Ook de zending had zijn hart. Papoea, Nigeria, overal is ds. Blok geweest. De predikant wijst op enkele fotootjes aan de wand. „Daar zie je me staan tussen de eerstelingen in het Izigebied. Later ontmoette ik hen opnieuw op een zendingsdag. Dat gaf bijzondere blijdschap.”
Souvenirs, die gingen mee terug naar Nederland. Het is onmogelijk ze over het hoofd te zien. In de hal staat een kort kromzwaard. Ernaast een antiek pistool met fors kaliber. In de studeerkamer nog een pistool.
Een strijdbare persoonlijkheid? „Ach, ik verzamel zo wat. Dat zwaard heb ik uit Izi meegenomen. Het wordt er gebruikt door ruiters op kleine paardjes.”
Op het bureau in de studeerkamer ligt een dikke ordner. „Hier zit veel werk in. Vijftien jaar lang iedere maand twee dagen.” Hij bladert wat. „Het is een lijst van alle woorden die voorkomen in de kanttekeningen bij de Statenbijbel.”
Ds. Blok, sinds 1989 voorzitter van de Gereformeerde Bijbelstichting: „We hebben ze als commissie van de GBS op een rij gezet. Als het nodig was, plaatsten we er een verklaring bij. Deze woorden staan allemaal nog in de Van Dale en worden dus niet vervangen.”

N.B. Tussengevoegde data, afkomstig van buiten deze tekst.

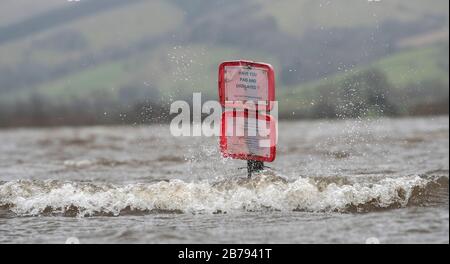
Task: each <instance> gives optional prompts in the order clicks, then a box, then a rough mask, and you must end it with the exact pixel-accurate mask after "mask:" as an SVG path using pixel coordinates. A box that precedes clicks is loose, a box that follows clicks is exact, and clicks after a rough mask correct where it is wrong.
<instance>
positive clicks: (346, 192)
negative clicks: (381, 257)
mask: <svg viewBox="0 0 450 264" xmlns="http://www.w3.org/2000/svg"><path fill="white" fill-rule="evenodd" d="M279 135H280V137H279V145H278V151H277V159H276V161H275V162H274V163H271V164H267V165H269V166H270V167H271V168H270V169H268V170H267V171H265V172H263V173H261V174H260V175H258V176H256V177H254V178H253V179H251V180H247V179H246V171H245V170H244V169H242V168H241V167H244V166H245V165H246V163H245V162H244V161H236V160H225V159H222V158H221V157H220V154H219V152H218V139H217V138H205V137H196V138H194V137H191V138H181V137H180V138H174V137H172V136H171V135H170V132H169V128H168V126H166V125H154V126H145V127H86V128H46V129H10V130H1V131H0V140H1V144H0V150H1V152H0V242H1V243H65V242H66V240H67V238H69V237H76V238H78V239H79V241H80V242H81V243H366V241H369V242H380V243H449V203H448V201H449V190H448V185H449V183H448V178H449V119H448V117H439V118H426V119H376V120H348V121H296V122H282V123H280V130H279Z"/></svg>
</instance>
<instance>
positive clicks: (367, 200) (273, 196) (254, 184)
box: [0, 176, 430, 216]
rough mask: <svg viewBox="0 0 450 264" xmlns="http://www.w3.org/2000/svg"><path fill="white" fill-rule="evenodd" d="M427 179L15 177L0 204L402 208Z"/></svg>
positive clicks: (316, 208) (85, 212)
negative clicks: (211, 182) (165, 179)
mask: <svg viewBox="0 0 450 264" xmlns="http://www.w3.org/2000/svg"><path fill="white" fill-rule="evenodd" d="M428 182H430V180H429V179H424V178H421V177H419V176H414V177H402V178H385V179H381V180H380V181H378V182H375V183H353V184H339V183H333V182H331V183H328V184H326V185H325V186H323V185H321V184H318V183H317V181H316V180H314V179H312V178H300V179H298V180H296V181H293V182H286V181H284V180H279V179H277V178H274V177H265V176H261V177H258V178H257V179H253V180H250V181H245V180H244V181H242V180H241V181H238V180H228V181H224V182H222V183H219V184H211V183H208V182H206V181H205V182H199V183H187V182H184V181H181V180H173V181H170V182H166V181H162V182H158V183H152V184H129V185H123V186H119V185H111V184H104V183H95V184H94V183H80V182H60V181H54V180H53V181H32V180H20V181H11V182H6V183H4V184H2V185H0V206H2V207H7V208H8V210H9V211H11V212H13V213H15V214H17V215H20V216H29V215H42V214H46V213H49V212H50V213H51V214H65V213H67V212H68V211H69V210H73V208H76V214H77V215H78V216H91V215H96V214H99V213H102V214H110V215H116V216H117V215H120V214H121V213H122V212H123V211H124V210H127V209H128V210H129V209H131V210H136V211H152V210H168V211H172V210H174V211H180V212H184V213H214V212H217V211H221V212H230V213H231V212H233V211H242V210H245V211H260V210H267V209H270V210H280V211H292V210H302V211H303V210H304V211H338V212H340V211H342V212H343V211H346V210H348V208H349V207H361V206H362V207H364V206H367V205H370V206H372V207H374V208H387V207H390V206H393V205H395V206H397V207H404V206H407V204H408V202H409V200H410V198H411V196H412V193H413V191H414V189H415V188H425V187H426V185H427V183H428Z"/></svg>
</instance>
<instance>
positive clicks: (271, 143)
mask: <svg viewBox="0 0 450 264" xmlns="http://www.w3.org/2000/svg"><path fill="white" fill-rule="evenodd" d="M236 117H244V118H248V112H247V111H226V112H223V113H222V122H221V131H220V151H221V153H222V156H223V157H225V158H233V159H242V160H256V161H262V162H272V161H274V160H275V158H276V138H277V135H276V124H275V120H274V119H273V117H272V116H270V115H265V114H261V113H256V116H255V118H256V119H258V120H266V121H269V123H270V131H271V135H270V136H269V138H270V141H271V144H270V151H269V152H270V155H269V157H264V156H257V155H251V154H248V153H228V145H227V136H226V131H227V130H226V129H227V128H226V124H227V118H236Z"/></svg>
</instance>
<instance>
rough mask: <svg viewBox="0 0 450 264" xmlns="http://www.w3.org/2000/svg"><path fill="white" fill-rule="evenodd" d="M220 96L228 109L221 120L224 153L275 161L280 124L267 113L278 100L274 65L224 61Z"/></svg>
mask: <svg viewBox="0 0 450 264" xmlns="http://www.w3.org/2000/svg"><path fill="white" fill-rule="evenodd" d="M219 97H220V103H221V105H222V106H223V107H225V108H226V111H225V112H224V113H223V114H222V122H221V134H220V149H221V152H222V155H223V156H224V157H230V158H234V159H244V160H253V161H260V162H272V161H274V160H275V153H276V141H277V135H276V133H277V132H276V125H277V124H276V120H274V118H273V117H272V116H271V115H270V114H268V112H270V111H271V110H272V109H273V106H274V101H275V73H274V70H273V68H272V66H271V65H270V64H266V63H259V62H250V61H227V62H223V63H221V64H220V66H219ZM229 109H233V110H229ZM228 110H229V111H228Z"/></svg>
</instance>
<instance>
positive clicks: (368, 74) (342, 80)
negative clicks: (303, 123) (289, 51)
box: [279, 43, 449, 117]
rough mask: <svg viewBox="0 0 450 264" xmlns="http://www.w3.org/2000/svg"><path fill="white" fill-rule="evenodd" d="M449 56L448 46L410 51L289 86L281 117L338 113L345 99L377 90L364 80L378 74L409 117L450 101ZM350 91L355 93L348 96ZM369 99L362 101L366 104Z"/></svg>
mask: <svg viewBox="0 0 450 264" xmlns="http://www.w3.org/2000/svg"><path fill="white" fill-rule="evenodd" d="M448 56H449V49H448V43H446V44H436V45H432V46H429V47H424V48H415V49H409V50H405V51H402V52H399V53H397V54H394V55H392V56H388V57H385V58H382V59H380V60H378V61H376V62H374V63H371V64H370V65H366V66H361V67H357V68H355V69H352V70H349V71H345V72H342V73H338V74H335V75H333V76H330V77H327V78H323V79H321V80H318V81H314V82H310V83H306V84H302V85H300V86H296V87H289V88H288V89H285V90H284V91H282V92H281V93H280V94H279V99H280V101H281V103H280V105H281V106H280V108H281V114H282V115H284V116H287V117H289V116H295V115H299V116H305V117H314V116H315V115H321V113H320V112H319V113H317V112H316V111H321V110H320V109H318V105H319V106H322V107H324V105H326V107H328V108H333V109H335V110H336V108H338V107H339V105H341V103H342V101H341V100H343V99H345V100H349V99H351V98H352V97H357V96H359V95H360V94H358V93H360V92H363V93H364V92H365V91H370V90H375V89H376V88H377V87H374V86H373V85H372V84H371V83H367V81H366V80H365V79H362V78H361V76H365V75H369V76H370V75H371V74H375V75H376V78H375V80H374V81H375V82H381V83H382V84H383V88H384V89H386V90H385V94H386V97H387V98H386V100H387V101H391V102H392V103H393V104H394V105H395V106H396V108H397V112H398V114H408V111H411V110H412V108H414V107H415V106H417V105H418V104H422V103H425V104H426V103H429V104H432V103H436V102H438V103H440V102H446V101H447V102H448V97H449V89H448V86H449V64H448ZM367 79H370V77H369V78H367ZM346 89H347V90H354V91H353V93H350V94H345V90H346ZM365 99H366V98H359V100H362V101H364V100H365ZM363 103H364V102H363ZM447 107H448V106H447ZM375 111H376V109H375ZM336 112H339V111H333V112H332V114H338V113H336ZM322 114H323V113H322ZM367 114H377V113H367ZM378 114H380V113H378Z"/></svg>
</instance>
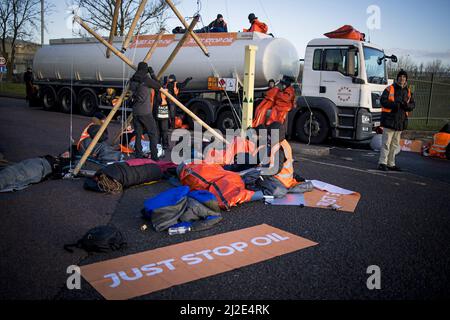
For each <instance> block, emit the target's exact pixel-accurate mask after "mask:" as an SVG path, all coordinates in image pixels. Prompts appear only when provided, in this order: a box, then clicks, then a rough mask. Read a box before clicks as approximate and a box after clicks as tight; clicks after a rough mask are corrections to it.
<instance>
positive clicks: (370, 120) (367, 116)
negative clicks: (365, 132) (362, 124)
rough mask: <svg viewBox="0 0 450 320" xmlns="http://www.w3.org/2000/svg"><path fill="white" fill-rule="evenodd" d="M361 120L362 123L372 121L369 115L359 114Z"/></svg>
mask: <svg viewBox="0 0 450 320" xmlns="http://www.w3.org/2000/svg"><path fill="white" fill-rule="evenodd" d="M361 122H362V123H363V124H369V123H371V122H372V119H371V118H370V116H367V115H362V116H361Z"/></svg>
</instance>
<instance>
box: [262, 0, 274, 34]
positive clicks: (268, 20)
mask: <svg viewBox="0 0 450 320" xmlns="http://www.w3.org/2000/svg"><path fill="white" fill-rule="evenodd" d="M258 2H259V5H260V7H261V9H262V11H263V13H264V16H265V18H266V19H267V20H266V21H267V22H268V23H269V25H270V27H271V28H272V29H273V30H275V28H274V27H273V24H272V21H271V20H270V17H269V15H268V14H267V11H266V8H265V7H264V5H263V4H262V1H261V0H258Z"/></svg>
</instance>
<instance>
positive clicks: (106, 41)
mask: <svg viewBox="0 0 450 320" xmlns="http://www.w3.org/2000/svg"><path fill="white" fill-rule="evenodd" d="M74 21H76V22H78V23H79V24H80V25H81V26H82V27H83V28H85V29H86V31H87V32H89V33H90V34H92V35H93V36H94V38H96V39H97V40H98V41H100V43H102V44H103V45H104V46H106V47H107V48H110V49H111V51H112V52H113V53H114V54H115V55H116V56H117V57H119V58H120V59H122V60H123V61H124V62H126V61H125V59H127V58H126V57H125V56H124V55H123V54H122V53H120V51H118V50H117V49H116V48H114V47H113V46H112V45H110V44H109V43H108V41H106V40H104V39H103V38H102V37H101V36H100V35H98V34H97V33H96V32H95V31H94V30H92V29H91V28H89V26H88V25H86V24H85V23H84V22H83V20H81V18H80V17H78V16H75V17H74ZM127 60H128V59H127ZM130 67H131V68H133V69H134V70H137V68H136V66H134V65H133V64H132V63H131V64H130ZM128 90H129V85H127V86H126V88H125V89H124V90H123V92H122V94H121V95H120V97H119V100H117V102H116V104H115V105H114V107H113V108H112V110H111V111H110V112H109V114H108V116H107V117H106V119H105V122H104V123H103V125H102V126H101V127H100V129H99V131H98V132H97V134H96V135H95V137H94V139H93V140H92V142H91V143H90V144H89V146H88V148H87V149H86V151H85V152H84V154H83V156H82V157H81V160H80V162H78V164H77V166H76V167H75V170H74V171H73V175H74V176H76V175H77V174H78V173H79V172H80V170H81V168H82V167H83V165H84V163H85V162H86V160H87V158H88V157H89V156H90V155H91V153H92V151H93V150H94V147H95V145H96V144H97V142H98V140H100V137H101V136H102V134H103V132H105V130H106V128H107V126H108V125H109V123H110V122H111V120H112V118H113V117H114V115H115V114H116V112H117V110H119V108H120V107H121V106H122V103H123V100H124V99H125V96H126V95H127V93H128ZM159 92H161V93H162V94H164V95H165V96H166V97H167V98H169V100H171V101H172V102H173V103H175V104H176V105H177V106H178V107H179V108H181V109H182V110H183V111H184V112H186V113H187V114H188V115H189V116H191V117H192V118H193V119H194V120H195V121H197V122H198V123H199V124H200V125H202V126H203V127H204V128H205V129H206V130H208V131H209V132H210V133H211V134H212V135H214V136H215V137H216V138H218V139H219V140H220V141H222V142H225V143H227V144H228V143H229V142H228V141H227V140H225V138H224V137H222V135H221V134H220V133H218V132H216V131H215V130H214V129H212V128H211V127H210V126H208V125H207V124H206V123H205V122H203V120H202V119H200V118H199V117H197V115H196V114H194V113H193V112H192V111H191V110H189V109H188V108H186V107H185V106H184V105H183V104H182V103H181V102H180V101H178V100H177V99H176V98H175V97H174V96H172V95H171V94H170V93H169V92H168V91H167V90H165V89H163V88H161V89H160V90H159Z"/></svg>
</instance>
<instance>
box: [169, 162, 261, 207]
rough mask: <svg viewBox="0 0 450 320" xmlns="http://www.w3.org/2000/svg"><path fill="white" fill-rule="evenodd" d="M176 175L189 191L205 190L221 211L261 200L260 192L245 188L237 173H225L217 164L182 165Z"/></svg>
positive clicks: (221, 167)
mask: <svg viewBox="0 0 450 320" xmlns="http://www.w3.org/2000/svg"><path fill="white" fill-rule="evenodd" d="M177 173H178V176H179V178H180V181H181V183H182V184H183V185H185V186H189V187H190V188H191V190H207V191H209V192H211V193H212V194H214V195H215V196H216V198H217V201H218V202H219V206H220V208H221V209H226V210H230V208H231V207H234V206H237V205H238V204H242V203H245V202H249V201H254V200H260V199H262V193H261V192H254V191H250V190H247V189H246V188H245V183H244V181H243V180H242V178H241V176H240V175H239V174H238V173H236V172H231V171H227V170H225V169H224V168H223V167H222V166H221V165H219V164H208V163H205V162H201V163H188V164H184V163H183V164H181V165H180V166H179V167H178V169H177Z"/></svg>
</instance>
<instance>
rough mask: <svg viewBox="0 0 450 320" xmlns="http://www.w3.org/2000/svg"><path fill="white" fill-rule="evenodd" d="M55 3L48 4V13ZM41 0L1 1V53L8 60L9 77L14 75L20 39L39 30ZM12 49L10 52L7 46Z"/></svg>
mask: <svg viewBox="0 0 450 320" xmlns="http://www.w3.org/2000/svg"><path fill="white" fill-rule="evenodd" d="M52 6H53V5H50V4H47V5H46V6H45V8H44V10H45V11H46V12H47V13H48V12H49V11H50V10H51V8H52ZM40 12H41V1H40V0H6V1H3V0H2V1H1V2H0V40H1V53H2V55H3V56H4V57H5V58H6V60H7V67H8V79H9V80H11V79H12V77H13V67H14V63H15V55H16V44H17V42H18V41H19V40H30V39H33V36H35V35H36V32H37V31H38V30H39V28H38V26H39V21H40ZM8 46H10V47H11V50H10V53H8V50H7V47H8Z"/></svg>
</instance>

„Wat aanbassen betekent?” Hij verheft zijn stem. „Met kracht iets zeggen.”
„Moeilijk? Als mensen dat niet weten, moeten ze Nederlands gaan leren. Het is onze taal, het staat gewoon in het woordenboek.”
Volkomen
Herdenken is ook vooruitkijken. Er komt een confrontatie met de dood en daarna? Het blijft even stil. „Ja, er is een zeker hopen.”
Een zeker weten ook? „Er is een verschil tussen een geloofsweten en een verstandsweten. Gelukkig zijn er ogenblikken dat ik weet niet met een misschientje naar de eeuwigheid te gaan.”
„Ik moet de laatste tijd vaak denken aan wat we kunnen lezen in Johannes 17: „Ik heb voleindigd het werk dat Gij Mij gegeven hebt om te doen.” Alleen op grond daarvan is ons gebrekkig werk volkomen.”